Contract rules for InfraMachine

Infrastructure providers SHOULD implement an InfraMachine resource.

The goal of an InfraMachine resource is to manage the lifecycle of a provider-specific machine instances. These may be physical or virtual instances, and they represent the infrastructure for Kubernetes nodes.

The InfraMachine resource will be referenced by one of the Cluster API core resources, Machine.

The Machine’s controller will be responsible to coordinate operations of the InfraMachine, and the interaction between the Machine’s controller and the InfraMachine resource is based on the contract rules defined in this page.

Once contract rules are satisfied by an InfraMachine implementation, other implementation details could be addressed according to the specific needs (Cluster API is not prescriptive).

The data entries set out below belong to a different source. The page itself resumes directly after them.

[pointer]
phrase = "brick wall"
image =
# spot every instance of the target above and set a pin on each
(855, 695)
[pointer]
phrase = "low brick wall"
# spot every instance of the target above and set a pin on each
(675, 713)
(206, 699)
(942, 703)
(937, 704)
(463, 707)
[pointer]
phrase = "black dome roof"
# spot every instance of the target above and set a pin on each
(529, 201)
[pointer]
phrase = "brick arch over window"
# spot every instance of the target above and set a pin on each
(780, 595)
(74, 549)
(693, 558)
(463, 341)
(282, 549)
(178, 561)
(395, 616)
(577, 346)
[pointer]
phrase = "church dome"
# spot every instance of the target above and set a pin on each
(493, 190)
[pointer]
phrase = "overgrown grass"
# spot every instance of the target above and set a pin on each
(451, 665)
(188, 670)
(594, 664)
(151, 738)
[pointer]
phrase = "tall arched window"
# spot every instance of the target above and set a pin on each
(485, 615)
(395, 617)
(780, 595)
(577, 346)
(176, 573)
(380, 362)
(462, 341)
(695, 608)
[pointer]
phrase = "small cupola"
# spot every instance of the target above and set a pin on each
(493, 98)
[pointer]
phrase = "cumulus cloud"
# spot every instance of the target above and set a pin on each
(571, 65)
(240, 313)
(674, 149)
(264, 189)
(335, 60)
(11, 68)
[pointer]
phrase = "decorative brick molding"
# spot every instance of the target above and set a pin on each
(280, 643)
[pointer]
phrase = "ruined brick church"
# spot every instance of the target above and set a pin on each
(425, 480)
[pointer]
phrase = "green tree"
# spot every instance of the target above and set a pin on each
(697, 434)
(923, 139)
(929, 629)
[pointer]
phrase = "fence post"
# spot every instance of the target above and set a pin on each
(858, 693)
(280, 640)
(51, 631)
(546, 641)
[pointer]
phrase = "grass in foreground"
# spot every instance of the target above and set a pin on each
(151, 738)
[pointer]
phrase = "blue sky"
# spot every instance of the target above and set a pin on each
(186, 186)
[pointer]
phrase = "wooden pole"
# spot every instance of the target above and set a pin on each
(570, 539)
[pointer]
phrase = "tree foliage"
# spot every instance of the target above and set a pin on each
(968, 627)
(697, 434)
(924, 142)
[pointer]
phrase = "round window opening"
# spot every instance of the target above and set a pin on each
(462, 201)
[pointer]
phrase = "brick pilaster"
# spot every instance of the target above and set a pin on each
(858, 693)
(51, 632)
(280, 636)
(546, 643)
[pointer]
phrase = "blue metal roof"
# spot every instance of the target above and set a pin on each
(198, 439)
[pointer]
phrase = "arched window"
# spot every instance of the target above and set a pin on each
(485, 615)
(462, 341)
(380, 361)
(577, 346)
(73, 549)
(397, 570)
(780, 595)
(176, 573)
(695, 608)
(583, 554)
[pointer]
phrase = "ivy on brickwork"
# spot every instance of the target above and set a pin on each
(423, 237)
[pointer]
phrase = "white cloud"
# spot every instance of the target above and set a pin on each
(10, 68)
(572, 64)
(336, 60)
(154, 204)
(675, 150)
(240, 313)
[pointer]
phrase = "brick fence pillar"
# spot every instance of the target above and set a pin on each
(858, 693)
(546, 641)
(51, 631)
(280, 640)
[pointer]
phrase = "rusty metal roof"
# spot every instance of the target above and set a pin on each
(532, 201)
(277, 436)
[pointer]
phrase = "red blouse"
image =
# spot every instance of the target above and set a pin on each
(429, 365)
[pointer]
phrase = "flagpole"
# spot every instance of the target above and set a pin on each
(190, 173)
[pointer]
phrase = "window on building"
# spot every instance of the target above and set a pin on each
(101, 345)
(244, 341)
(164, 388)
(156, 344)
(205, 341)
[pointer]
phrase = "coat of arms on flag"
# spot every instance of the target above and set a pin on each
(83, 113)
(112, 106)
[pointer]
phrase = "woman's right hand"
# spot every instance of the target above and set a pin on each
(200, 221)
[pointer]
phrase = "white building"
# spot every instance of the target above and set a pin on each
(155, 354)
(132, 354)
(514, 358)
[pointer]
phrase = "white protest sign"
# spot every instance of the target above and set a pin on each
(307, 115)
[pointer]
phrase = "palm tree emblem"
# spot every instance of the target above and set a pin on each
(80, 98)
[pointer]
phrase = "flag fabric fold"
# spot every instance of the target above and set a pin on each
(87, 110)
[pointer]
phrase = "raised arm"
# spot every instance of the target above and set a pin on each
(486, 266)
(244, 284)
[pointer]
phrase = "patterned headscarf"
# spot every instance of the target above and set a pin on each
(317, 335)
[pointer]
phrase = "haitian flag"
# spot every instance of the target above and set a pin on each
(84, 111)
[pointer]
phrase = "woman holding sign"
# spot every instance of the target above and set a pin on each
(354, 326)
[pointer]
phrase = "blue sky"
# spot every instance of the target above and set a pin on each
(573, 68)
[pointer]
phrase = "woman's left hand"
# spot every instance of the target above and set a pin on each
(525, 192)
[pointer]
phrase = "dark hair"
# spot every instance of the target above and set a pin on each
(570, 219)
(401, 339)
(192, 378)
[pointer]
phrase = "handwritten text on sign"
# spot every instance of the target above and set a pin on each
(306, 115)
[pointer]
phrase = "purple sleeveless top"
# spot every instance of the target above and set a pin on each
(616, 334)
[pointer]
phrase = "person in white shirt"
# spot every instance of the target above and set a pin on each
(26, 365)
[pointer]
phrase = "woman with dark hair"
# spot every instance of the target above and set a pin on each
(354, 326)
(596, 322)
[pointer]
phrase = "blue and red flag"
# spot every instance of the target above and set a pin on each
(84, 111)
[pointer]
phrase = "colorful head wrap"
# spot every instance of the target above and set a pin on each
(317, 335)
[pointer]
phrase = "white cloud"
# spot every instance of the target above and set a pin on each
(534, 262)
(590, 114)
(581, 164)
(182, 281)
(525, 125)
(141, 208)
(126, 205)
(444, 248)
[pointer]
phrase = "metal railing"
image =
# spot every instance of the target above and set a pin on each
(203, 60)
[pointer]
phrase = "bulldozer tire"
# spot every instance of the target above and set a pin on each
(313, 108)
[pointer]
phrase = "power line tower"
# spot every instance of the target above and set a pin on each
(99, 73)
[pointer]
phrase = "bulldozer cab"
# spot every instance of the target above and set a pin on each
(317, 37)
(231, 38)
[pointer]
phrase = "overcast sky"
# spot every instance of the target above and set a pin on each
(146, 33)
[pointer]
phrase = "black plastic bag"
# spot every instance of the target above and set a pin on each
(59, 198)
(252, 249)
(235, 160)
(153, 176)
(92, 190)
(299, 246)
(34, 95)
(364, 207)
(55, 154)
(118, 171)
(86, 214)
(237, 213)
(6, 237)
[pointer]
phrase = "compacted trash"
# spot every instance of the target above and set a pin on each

Nevertheless, it is always recommended to take a look at Cluster API controllers, in-tree providers, other providers and use them as a reference implementation (unless custom solutions are required in order to address very specific needs).

In order to facilitate the initial design for each InfraMachine resource, a few implementation best practices and infrastructure Provider Security Guidance are explicitly called out in dedicated pages.

Rules (contract version v1beta1)

RuleMandatoryNote
All resources: scopeYes
All resources: TypeMeta and ObjectMetafieldYes
All resources: APIVersion field valueYes
InfraMachine, InfraMachineList resource definitionYes
InfraMachine: provider IDYes
InfraMachine: failure domainNo
InfraMachine: addressesNo
InfraMachine: initialization completedYes
InfraMachine: conditionsNo
InfraMachine: terminal failuresNo
InfraMachineTemplate, InfraMachineTemplateList resource definitionYes
InfraMachineTemplate: support for SSA dry runNoMandatory for ClusterClasses support
Multi tenancyNoMandatory for clusterctl CLI support
Clusterctl supportNoMandatory for clusterctl CLI support
[InfraMachine: pausing]No

Note:

  • All resources refers to all the provider’s resources “core” Cluster API interacts with; In the context of this page: InfraMachine, InfraMachineTemplate and corresponding list types

All resources: scope

All resources MUST be namespace-scoped.

All resources: TypeMeta and ObjectMeta field

All resources MUST have the standard Kubernetes TypeMeta and ObjectMeta fields.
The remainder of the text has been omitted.